HR or security professionals can proactively reach out to the potential aggressor, inform him or her about recent reports or concerns, and begin a dialog with that individual. This may even de-escalate the situation because the perpetrator is less interested in pursuing their partner when other people are involved.
If the offender is an employee, Crane advises potentially suspending that person with pay while an investigation is conducted. If the employee's actions or threats violate company policy or codes of conduct, that person can be disciplined up to and including termination.
"When you're talking about a potential threat, you want to create a termination that will not cause more problems," he says. "So you want to see what can be done—whether it's money or continued medical coverage—to create a soft landing. This person has existing problems and you want to get them out of the workforce, but you want to create an environment where they won't come back, because they're happy. HR and security can create a package that will hopefully eliminate risk."
It is helpful to establish standardized security and response protocols in advance, Crane says. "What you do for one person, you then have to do for another person in the same category," he adds. "Companies can have a policy for every employee type, and actions can be taken based on the level of employment that person has." For example, Crane says that a threat against a CEO or chairman of the board might warrant executive protection, while the obligation to protect an administrative assistant outside the workplace may be lower. But consistency and transparency are essential.
Domestic abuse cases are evolving situations, Crane notes, and they can change mid-investigation or even post-investigation. It is not uncommon for threats to be sent in long after initial action has been taken or even after a person has left the company. Continuing to monitor individuals' social media presences for threatening behavior and keeping an archive of communication helps to keep the organization informed.
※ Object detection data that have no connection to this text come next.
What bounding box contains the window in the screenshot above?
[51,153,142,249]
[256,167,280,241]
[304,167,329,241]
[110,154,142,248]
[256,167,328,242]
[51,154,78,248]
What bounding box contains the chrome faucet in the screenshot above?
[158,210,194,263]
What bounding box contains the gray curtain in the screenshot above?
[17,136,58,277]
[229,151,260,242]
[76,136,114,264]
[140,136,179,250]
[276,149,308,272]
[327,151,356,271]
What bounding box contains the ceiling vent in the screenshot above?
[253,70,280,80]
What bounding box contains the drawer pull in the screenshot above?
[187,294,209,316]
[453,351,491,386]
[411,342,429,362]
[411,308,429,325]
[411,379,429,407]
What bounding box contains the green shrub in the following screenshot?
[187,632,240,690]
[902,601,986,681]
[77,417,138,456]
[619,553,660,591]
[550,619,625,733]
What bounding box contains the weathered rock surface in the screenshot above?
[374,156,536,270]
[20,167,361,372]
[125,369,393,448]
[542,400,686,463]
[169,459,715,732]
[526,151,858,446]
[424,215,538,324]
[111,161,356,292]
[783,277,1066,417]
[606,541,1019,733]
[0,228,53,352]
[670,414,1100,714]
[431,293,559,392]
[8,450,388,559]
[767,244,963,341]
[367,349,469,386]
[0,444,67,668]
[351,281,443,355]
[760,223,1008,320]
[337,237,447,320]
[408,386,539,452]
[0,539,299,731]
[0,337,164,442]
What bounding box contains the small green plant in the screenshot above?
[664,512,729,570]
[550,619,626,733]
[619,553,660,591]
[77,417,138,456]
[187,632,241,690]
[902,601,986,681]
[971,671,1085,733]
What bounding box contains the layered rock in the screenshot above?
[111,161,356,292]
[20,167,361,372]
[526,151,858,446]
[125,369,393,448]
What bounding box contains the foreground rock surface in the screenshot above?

Even if a perpetrator has been arrested, the threat assessment process continues. In most cases, the individual will be released from custody eventually, and active monitoring of cases is necessary so organizations are not surprised when a threat resurfaces, Cawood says.
Crane adds: "Among threats in the workplace, workplace violence threats are probably the number one category, and the majority of them are domestic-related. It is an issue that spills into the workplace. And the reason to prepare and have programs in place is that the offender—whether it's an employee or an outsider—always knows where the victim is when they're at work."